Day four, the day you’ve all been waiting for. :) I can summarize it in one word: abseiling Table Mountain. (Okay, that’s three words.) It was unbelievable! Let’s start at the beginning.
I woke up Friday morning and immediately looked out the window to check out Table Mountain. No tablecloth? Check. No wind? Check. “I think this is our day folks!” I said, waking up the others.

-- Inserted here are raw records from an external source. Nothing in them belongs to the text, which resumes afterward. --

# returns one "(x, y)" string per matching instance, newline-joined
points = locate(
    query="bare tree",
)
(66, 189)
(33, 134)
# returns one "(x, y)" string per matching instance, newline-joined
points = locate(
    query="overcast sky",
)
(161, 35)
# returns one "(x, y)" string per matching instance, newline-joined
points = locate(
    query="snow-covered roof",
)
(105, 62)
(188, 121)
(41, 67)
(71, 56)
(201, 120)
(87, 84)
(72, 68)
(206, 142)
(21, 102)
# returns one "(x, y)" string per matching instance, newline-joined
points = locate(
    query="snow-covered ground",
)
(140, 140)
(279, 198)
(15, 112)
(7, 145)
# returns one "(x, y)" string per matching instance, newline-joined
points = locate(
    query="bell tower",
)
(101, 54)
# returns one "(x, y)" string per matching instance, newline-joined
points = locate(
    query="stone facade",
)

After eating breakfast at the lower cable car station we set out to hike Platteklip Gorge. The Lonely Planet City Guide to Cape Town says something like “none of the routes to Tabe Mountain is easy but at least Platteklip Gorge is straight forward.” That sounded better than description of the Indian Windows route that said, “the hikers you see from the cable car, perched like mountain goats on apparently sheer cliffs, are taking this route.” Uh, no.
We started off our hike at a pretty slow pace. When you go from near sea level to almost 1,000 meters there are not a lot of flat or downhill areas to hike. After being passed by other groups of hikers, including what must have been a 6-year old with his parents, we girls decided to give up. It would have taken us six hours – instead of the suggested two – at the pace we were going. Besides, it was Brian and Scott who really wanted to hike up. So, while Brian and Scott continued their trek to the top, Fallon Suzie and I headed back down to take the cable car. (Brian says you have to “earn” the views of Table Mountain by hiking. I say that I earned the R105 to take the cable car. :))
The cable car ride up is fun, but in context of the whole day, not much to say about it.
So we get to the top of Table Mountain and start walking around to take in the spectacular views. Anyone visiting Cape Town at least needs to take the cable car up, even if you’re not going to abseil. There are lots of little paths to walk all around and great views of the beach and city.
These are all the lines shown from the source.